Clearly, the Mariners have an extraordinary amount of faith in Limoncelli to return to form. Before the injury, Limoncelli was well advanced for his age, flashing mid 90s velocity of his fastball and above-average spin on his curve. To be able to rehab under the supervision of the Mariners should help him get back to full strength without much issue, so where do they go after getting him to that point?
Really, it’s about developing a third pitch in Limoncelli’s repertoire. Whether that be the changeup he used on occasion in high school or something entirely new, Limoncelli has to expand his arsenal. Still, we’re a long ways away from discussing Limoncelli’s future as a big leaguer and won’t be able to get a look at him in pro ball until this time next year at the earliest.
28. Joey Gerber, RHP
It’s not an over exaggeration to say the Mariners have a ton of legitimate Major League-caliber relievers in their farm system, so it’s hard to really identify the best of the best, but Joey Gerber has jumped out to the front of the pack. Seattle’s eighth-round pick of last year’s draft has dominated the minor league circuit in his first full-year of pro ball, now helping lead the charge of Double-A Arkansas’ world-beater of a bullpen.
When Gerber makes his MLB debut in the next year or so, he should be atop the league leaders in spin rate on a fastball that maxes out in the upper 90s. Pair that with a devastating slider that cuts hitters in half and you have a legit future high-leverage reliever waiting in the wings. We’re not very big on relief prospects in general so that’s why Gerber wound up so low on our list, but it’s hard not to be excited about what he can bring to the table rather soon.
27. Raymond Kerr, LHP
This is a great example of a fringy Mariners prospect who’s completely changed his outlook in 2019. Being a starter was simply not in the cards for Kerr, who couldn’t maintain control over the course of a multi-inning stint and failed to develop a tertiary pitch to write home about.
Since converting to the bullpen, the 24-year-old’s control issues have subsided and he’s been able to tap into triple-digit velocity on a consistent basis. There are only a handful of left-handed relievers who can hit those numbers and locate efficiently at the Major League level, and Kerr has shown an ability to do just that in Modesto. If that continues at Double-A Arkansas next year, then the sky is the limit for Kerr moving forward.
26. Brayan Perez, LHP
Perez is somewhat of a polarizing figure within the Mariners’ organization. Some around the league really like him, while others are fairly underwhelmed. Ultimately, most of the information on Perez is hearsay since he’s been tucked away in rookie ball for the majority of his young professional career. With Perez now in Everett, however, there’s a bit more to work off of, but still not a whole lot.
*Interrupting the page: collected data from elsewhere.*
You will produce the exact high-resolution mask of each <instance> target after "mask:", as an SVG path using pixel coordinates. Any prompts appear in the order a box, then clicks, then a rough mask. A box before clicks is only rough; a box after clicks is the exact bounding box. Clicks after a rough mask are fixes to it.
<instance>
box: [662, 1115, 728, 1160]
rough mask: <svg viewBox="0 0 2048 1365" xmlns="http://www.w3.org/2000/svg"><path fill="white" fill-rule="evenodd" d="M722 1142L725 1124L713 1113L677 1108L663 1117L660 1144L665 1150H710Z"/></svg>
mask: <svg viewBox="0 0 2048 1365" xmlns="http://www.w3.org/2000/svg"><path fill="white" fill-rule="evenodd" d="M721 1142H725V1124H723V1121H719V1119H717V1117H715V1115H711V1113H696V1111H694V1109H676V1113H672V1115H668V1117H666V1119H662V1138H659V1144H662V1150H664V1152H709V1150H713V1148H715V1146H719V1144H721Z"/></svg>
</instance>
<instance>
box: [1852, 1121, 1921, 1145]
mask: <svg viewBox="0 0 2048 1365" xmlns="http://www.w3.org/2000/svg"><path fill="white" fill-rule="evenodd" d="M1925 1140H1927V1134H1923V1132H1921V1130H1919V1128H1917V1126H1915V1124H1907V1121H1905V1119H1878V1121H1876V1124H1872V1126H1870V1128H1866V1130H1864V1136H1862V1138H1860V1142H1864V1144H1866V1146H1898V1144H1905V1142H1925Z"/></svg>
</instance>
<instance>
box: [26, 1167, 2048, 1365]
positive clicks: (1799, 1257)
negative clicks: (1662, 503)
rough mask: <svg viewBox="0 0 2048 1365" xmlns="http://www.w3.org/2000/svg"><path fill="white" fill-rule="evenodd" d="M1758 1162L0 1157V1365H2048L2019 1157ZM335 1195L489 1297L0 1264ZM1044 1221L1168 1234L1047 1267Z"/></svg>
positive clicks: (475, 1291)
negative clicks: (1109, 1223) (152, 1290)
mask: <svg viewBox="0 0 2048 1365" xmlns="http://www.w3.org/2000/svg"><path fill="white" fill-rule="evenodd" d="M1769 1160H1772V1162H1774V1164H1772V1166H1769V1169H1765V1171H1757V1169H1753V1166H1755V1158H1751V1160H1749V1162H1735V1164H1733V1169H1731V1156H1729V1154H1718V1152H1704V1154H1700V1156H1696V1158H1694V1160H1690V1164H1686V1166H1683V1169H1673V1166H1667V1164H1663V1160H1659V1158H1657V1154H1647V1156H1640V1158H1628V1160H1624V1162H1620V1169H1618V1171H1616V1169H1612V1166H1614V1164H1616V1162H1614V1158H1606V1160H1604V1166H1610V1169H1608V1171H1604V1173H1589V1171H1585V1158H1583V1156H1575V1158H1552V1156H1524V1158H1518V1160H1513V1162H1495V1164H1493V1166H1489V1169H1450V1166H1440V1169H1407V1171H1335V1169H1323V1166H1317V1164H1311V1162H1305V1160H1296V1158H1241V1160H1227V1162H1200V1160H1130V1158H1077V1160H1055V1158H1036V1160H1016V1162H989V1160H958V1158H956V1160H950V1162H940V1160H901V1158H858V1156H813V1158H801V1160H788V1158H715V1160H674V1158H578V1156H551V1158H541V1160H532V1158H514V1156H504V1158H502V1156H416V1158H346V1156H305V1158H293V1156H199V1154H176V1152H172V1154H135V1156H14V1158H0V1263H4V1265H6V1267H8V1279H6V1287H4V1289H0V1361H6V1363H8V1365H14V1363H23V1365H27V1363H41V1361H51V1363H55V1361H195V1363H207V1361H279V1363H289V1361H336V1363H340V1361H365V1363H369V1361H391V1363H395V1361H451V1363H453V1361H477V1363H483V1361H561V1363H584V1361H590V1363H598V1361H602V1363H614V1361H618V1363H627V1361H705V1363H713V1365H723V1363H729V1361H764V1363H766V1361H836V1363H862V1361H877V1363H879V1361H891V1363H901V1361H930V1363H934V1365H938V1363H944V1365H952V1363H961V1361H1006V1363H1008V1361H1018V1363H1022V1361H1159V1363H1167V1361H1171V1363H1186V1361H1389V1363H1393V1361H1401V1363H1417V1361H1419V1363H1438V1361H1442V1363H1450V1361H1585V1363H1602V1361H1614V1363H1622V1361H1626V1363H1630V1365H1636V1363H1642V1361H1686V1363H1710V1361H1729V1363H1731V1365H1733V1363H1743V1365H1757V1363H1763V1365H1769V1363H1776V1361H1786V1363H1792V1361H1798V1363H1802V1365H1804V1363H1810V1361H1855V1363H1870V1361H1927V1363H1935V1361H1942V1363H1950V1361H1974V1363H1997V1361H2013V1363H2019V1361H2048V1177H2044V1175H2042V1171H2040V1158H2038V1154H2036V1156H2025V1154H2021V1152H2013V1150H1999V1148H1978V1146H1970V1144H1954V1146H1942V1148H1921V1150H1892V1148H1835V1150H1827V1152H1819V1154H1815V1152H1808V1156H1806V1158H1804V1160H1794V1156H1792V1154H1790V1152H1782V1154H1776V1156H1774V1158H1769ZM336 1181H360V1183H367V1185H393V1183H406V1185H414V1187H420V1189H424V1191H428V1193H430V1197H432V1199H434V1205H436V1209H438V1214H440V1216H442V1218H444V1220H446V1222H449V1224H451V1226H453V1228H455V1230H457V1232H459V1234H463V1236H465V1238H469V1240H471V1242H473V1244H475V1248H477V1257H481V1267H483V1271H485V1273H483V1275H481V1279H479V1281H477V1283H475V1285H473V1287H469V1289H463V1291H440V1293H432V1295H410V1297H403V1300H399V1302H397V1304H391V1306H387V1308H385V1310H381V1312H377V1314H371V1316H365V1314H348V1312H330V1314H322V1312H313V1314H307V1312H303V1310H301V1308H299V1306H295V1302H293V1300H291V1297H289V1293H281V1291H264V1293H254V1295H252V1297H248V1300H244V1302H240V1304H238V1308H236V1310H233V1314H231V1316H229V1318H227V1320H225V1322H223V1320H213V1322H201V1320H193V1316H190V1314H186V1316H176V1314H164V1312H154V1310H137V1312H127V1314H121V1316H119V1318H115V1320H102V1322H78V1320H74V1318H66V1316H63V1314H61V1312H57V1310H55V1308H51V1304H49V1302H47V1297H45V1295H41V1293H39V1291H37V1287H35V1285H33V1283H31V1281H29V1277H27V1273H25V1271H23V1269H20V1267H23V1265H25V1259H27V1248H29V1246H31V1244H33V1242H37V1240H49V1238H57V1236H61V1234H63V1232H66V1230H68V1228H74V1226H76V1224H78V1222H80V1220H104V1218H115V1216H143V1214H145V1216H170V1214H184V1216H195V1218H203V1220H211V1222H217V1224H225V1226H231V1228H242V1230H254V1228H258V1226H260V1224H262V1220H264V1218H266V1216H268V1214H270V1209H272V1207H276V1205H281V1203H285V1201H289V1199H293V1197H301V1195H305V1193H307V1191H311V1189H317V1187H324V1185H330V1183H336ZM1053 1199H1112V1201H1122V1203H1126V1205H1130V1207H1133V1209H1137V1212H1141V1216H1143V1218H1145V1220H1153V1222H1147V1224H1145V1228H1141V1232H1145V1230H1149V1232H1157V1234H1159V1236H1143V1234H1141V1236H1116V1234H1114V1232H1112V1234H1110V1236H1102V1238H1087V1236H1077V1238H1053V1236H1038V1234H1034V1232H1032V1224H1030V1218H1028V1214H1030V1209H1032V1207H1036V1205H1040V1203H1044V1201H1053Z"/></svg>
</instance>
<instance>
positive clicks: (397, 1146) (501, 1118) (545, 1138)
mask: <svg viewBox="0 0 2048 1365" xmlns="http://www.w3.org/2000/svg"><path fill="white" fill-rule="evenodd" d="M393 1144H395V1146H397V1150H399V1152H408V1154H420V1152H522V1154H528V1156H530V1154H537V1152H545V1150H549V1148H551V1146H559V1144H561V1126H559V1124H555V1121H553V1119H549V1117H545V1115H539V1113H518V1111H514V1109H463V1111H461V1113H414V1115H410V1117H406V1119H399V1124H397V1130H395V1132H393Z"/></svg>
From the little we’ve seen and everything we’ve heard, Perez is an efficient thrower with three legitimate pitches and a changeup that isn’t far behind. The velocity of Perez’s fastball appears to be more often on the right side of 90 than not this year, while both of his breaking pitches have been effective crutches for him to rely upon. With several legitimate options at his fingertips, Perez distributes his pitches rather evenly and can change his gameplan on the fly.
Right now, Perez has been piggybacking starts in Everett with some success, posting a 2.58 FIP in 20.2 innings pitched thus far. West Virginia will most likely be his new home to start 2020, so it’ll be interesting to see how he adjusts from competition against rookies and developing international signees to more advanced hitters.